MN: ImageNation has been in Harlem since its inception. How do you stay relevant in a world of competition?
MG: It’s hard. And the hardest part is when I first started with ImageNation, it was just me. Most of the competition in Harlem that exists now has been influenced by my work. I’m really clear about that. Staying relevant now is about partnering up and increasing the quality of our programs. Building new audiences and, right now, it’s about raising funds so we can be sustainable [and] actually achieve the goal of opening the cinema. We can produce a successful event; eyes closed. Now it’s about raising the funds to open the doors. Relevancy for us is about opening the doors of the cinema.
MN: You run the company with your husband, Greg Gates. What are some of the good and bad things about working with your husband?

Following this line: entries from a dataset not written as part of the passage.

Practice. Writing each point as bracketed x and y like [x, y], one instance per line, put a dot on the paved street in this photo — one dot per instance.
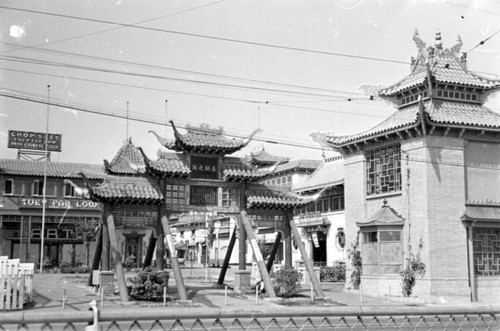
[202, 292]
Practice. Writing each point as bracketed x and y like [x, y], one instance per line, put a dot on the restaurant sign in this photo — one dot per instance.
[34, 140]
[59, 204]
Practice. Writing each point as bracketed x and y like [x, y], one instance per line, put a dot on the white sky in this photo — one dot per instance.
[330, 47]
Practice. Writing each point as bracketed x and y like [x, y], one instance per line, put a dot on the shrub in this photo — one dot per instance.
[332, 274]
[414, 269]
[354, 254]
[148, 285]
[286, 282]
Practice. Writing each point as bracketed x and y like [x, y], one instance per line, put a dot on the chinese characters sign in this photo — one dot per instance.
[204, 167]
[34, 140]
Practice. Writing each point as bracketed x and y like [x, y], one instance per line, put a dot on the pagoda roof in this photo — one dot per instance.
[203, 140]
[126, 189]
[298, 165]
[385, 216]
[329, 173]
[438, 112]
[127, 161]
[238, 169]
[271, 199]
[168, 165]
[263, 158]
[54, 169]
[443, 65]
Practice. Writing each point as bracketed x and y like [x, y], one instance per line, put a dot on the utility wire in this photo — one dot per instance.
[113, 29]
[156, 122]
[483, 41]
[188, 72]
[134, 74]
[132, 117]
[244, 42]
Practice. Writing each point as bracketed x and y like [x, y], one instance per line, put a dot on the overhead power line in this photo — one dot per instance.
[137, 118]
[252, 101]
[143, 75]
[116, 28]
[182, 71]
[244, 42]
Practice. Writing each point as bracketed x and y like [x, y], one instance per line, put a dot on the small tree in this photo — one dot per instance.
[87, 232]
[414, 269]
[354, 254]
[148, 285]
[286, 282]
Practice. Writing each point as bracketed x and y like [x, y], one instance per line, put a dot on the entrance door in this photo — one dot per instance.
[319, 250]
[133, 252]
[51, 253]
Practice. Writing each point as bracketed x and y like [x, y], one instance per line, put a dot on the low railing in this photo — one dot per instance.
[284, 318]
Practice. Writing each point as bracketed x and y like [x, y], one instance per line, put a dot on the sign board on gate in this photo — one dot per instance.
[34, 140]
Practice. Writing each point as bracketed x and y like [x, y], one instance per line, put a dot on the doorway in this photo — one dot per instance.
[133, 252]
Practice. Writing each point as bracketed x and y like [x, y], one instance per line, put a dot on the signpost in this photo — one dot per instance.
[34, 141]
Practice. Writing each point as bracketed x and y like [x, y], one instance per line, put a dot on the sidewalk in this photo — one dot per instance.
[202, 291]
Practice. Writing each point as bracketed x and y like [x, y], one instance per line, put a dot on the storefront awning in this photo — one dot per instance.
[8, 207]
[481, 213]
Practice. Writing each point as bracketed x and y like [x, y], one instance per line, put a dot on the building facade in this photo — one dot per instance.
[424, 182]
[322, 223]
[68, 220]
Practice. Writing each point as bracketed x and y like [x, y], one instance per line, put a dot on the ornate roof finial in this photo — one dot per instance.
[458, 46]
[438, 43]
[419, 42]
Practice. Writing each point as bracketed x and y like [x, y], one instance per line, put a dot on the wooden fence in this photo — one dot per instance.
[16, 283]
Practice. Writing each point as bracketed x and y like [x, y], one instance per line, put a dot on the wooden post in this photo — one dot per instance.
[470, 253]
[160, 241]
[150, 251]
[96, 260]
[173, 259]
[272, 256]
[229, 251]
[258, 255]
[105, 239]
[287, 233]
[307, 261]
[120, 274]
[242, 256]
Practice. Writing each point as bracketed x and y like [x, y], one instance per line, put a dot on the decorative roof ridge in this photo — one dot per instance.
[484, 203]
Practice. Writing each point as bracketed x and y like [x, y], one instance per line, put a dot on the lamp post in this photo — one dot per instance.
[44, 189]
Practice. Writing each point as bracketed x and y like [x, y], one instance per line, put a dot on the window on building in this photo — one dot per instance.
[382, 251]
[203, 195]
[486, 247]
[337, 202]
[175, 194]
[35, 233]
[341, 238]
[69, 190]
[51, 234]
[230, 197]
[383, 170]
[38, 187]
[9, 186]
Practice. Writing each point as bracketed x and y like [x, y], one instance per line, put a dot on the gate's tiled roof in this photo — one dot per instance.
[127, 161]
[438, 111]
[127, 189]
[268, 199]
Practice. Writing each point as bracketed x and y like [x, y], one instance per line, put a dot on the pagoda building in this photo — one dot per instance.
[192, 195]
[433, 163]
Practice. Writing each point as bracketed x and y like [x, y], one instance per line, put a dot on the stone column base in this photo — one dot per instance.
[242, 281]
[107, 283]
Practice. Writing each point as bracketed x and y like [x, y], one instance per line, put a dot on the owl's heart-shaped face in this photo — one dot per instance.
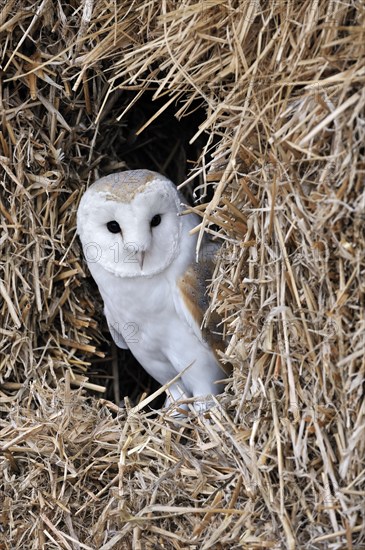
[128, 223]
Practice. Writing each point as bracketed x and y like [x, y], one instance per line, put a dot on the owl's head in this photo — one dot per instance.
[128, 223]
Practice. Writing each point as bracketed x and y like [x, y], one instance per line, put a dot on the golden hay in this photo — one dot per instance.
[279, 460]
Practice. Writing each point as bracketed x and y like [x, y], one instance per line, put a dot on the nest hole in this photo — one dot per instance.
[163, 146]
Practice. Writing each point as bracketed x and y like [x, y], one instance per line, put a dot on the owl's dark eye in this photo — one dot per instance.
[113, 227]
[156, 220]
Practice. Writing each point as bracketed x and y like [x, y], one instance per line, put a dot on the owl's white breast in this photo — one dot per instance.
[142, 309]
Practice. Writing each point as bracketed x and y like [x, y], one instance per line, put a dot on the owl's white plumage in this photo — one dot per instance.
[152, 288]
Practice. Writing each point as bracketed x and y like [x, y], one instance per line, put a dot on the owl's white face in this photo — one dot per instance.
[128, 223]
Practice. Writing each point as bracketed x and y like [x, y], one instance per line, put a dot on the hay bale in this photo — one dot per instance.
[279, 461]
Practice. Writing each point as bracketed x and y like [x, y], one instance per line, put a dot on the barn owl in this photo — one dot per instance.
[139, 251]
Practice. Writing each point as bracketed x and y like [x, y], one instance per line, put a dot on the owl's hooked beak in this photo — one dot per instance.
[140, 258]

MG: Greg is a very creative person, he’s really committed to what he’s doing. He gets it. And I trust him 150 percent. The bad part is that he’s my husband and with your husband, you get home at night and you still talk about it, especially if you’re annoyed.
MN: What has changed in Harlem since you produced your first event?
MG: When I started I had this image of a chain of cinemas but I realized that Harlem just wasn’t ready for it. There was no night life. I’d be opening a cinema on a dead block. Back then, 125th street was dark at night after 8 o’clock. Now there’s a real vibrant nightlife in Harlem. There are vibrant social hubs here. There’s a tremendous about of investment going on in Harlem. And there is a community that can sustain this type of endeavor so much more than before.
MN: Where do you see ImageNation in the next five years?
MG: I see us having two cinemas up and running. We’d like to have the franchise system up and running.
MN: Any advice to event planners and building audiences?
MG: Keep a good mailing list, a good strong team around you and know your audience, what will be engaging to them. Some people do things from a passionate point of view but there will come a time when your passion won’t sustain you. Having a clear idea of how the finances will come in is my best advice. If you’re an artistic person, you’ll find at least at first that the business part will come secondary. However, you’ll come to find out that it should be considered first. Prioritize bringing on an accountant and good bookkeeping.
MN: Advice for married couples going into business?
MG: I think it best if you segment responsibilities; everyone should have their lane. That makes things work a little bit better. Be very clear about who does what, like in your home; if your husband has his job and you have your job, you can complement each other instead of tripping over each other. I’d definitely say segment your responsibilities.